The version of John Coltrane’s A Love Supreme that we all know—recorded in Rudy Van Gelder’s Englewood Cliffs, New Jersey, studio on December 9, 1964 and released by Impulse! Records in January 1965—stands as a pinnacle both of the saxophonist/composer’s work and of the jazz genre. Its hallowed status and its mystique have been at least slightly strengthened by the fact that there are so few other versions. Alternate takes of album tracks from the December 9 quartet session have found their way out over the years, as have sextet renditions of the opening track, “Acknowledgement,” recorded the following day. In 2002, the one then-known live recording of A Love Supreme, from a July 1965 festival performance in Antibes, France, was released officially. But that’s been it. Until now.

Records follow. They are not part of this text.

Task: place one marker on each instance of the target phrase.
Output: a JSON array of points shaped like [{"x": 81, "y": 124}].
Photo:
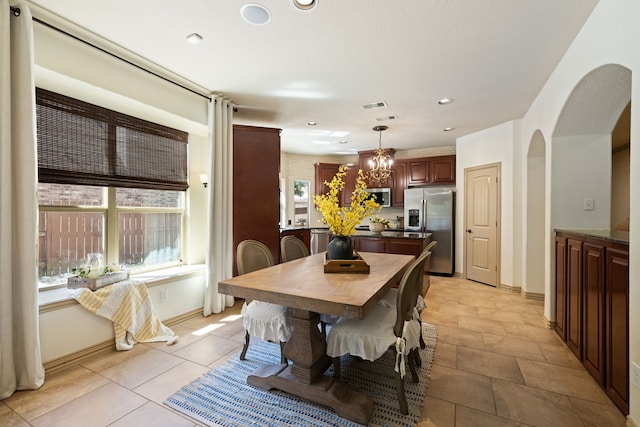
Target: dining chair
[
  {"x": 293, "y": 248},
  {"x": 386, "y": 327},
  {"x": 267, "y": 321},
  {"x": 421, "y": 304}
]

Coltrane scholars had long been aware that A Love Supreme was played live in its entirety on at least one other occasion, on October 2, 1965, during a weeklong residency at the Penthouse in Seattle. What wasn’t known—or had been forgotten—was that Joe Brazil, a Seattle-based saxophonist, educator, and good friend of Coltrane’s, had recorded this performance using the club’s house gear: two microphones and an Ampex reel-to-reel tape machine. After the show, Brazil took the tapes and stored them in his personal archive, where they remained for the next five decades. Their existence was only discovered well after Brazil’s death in 2008.

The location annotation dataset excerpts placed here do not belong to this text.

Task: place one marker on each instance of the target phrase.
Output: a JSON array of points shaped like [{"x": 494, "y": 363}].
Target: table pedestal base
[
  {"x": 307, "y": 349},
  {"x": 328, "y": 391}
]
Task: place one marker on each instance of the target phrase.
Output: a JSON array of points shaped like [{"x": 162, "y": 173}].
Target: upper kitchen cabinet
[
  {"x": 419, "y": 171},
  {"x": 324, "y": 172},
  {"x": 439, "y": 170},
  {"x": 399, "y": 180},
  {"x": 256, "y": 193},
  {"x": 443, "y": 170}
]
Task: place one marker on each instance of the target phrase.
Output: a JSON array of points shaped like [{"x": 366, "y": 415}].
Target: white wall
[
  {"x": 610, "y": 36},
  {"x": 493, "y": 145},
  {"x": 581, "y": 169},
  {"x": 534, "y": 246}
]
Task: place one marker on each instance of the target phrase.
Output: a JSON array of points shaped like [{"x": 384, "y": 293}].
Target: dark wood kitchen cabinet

On October 8, we can all finally get to hear what was in Brazil’s vault, when Impulse! releases A Love Supreme: Live in Seattle. Unlike the Antibes performance, which featured Coltrane in his standard quartet setting with McCoy Tyner, Jimmy Garrison, and Elvin Jones, the Seattle version expands the group to include tenor saxophonist Pharoah Sanders, alto saxophonist Carlos Ward, and second bassist Donald “Rafael” Garrett. Its closing piece, “Psalm,” can now be heard in part online via WBGO.org.

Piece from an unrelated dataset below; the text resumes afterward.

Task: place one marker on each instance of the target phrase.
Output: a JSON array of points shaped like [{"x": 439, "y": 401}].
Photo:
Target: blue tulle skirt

As time has passed, it’s become tempting to think that Coltrane’s reluctance to perform A Love Supreme live was in some ways an acknowledgement (pardon the unintended pun) of the studio album as an unbeatable document of the piece. It also may have been a reflection of his unwillingness to rest on his laurels; he’d gotten that music out and it was time to move on. But listening to the rather muted, uncertain crowd reaction at the end of this recording is a reminder that audience response could have been another consideration. In 1965, after all, this was fresh material. Most listeners hadn’t studied it the way jazz fans now have for more than half a century. And Coltrane’s playing was already heavy enough on tunes that everyone recognized; to present a new four-part, nearly hour-long suite on top of that might have been viewed as a bridge too far. (The Antibes experience from that summer could be instructive here: Coltrane’s quartet performed A Love Supreme in its entirety on July 26, then returned the next day at the request of the festival to play material that more listeners were familiar with, including “Naima” and “My Favorite Things.”)
In any case, it’s our great fortune, after all these years, to hear a new take—to our ears, at least—on a canonical work by the master who created it.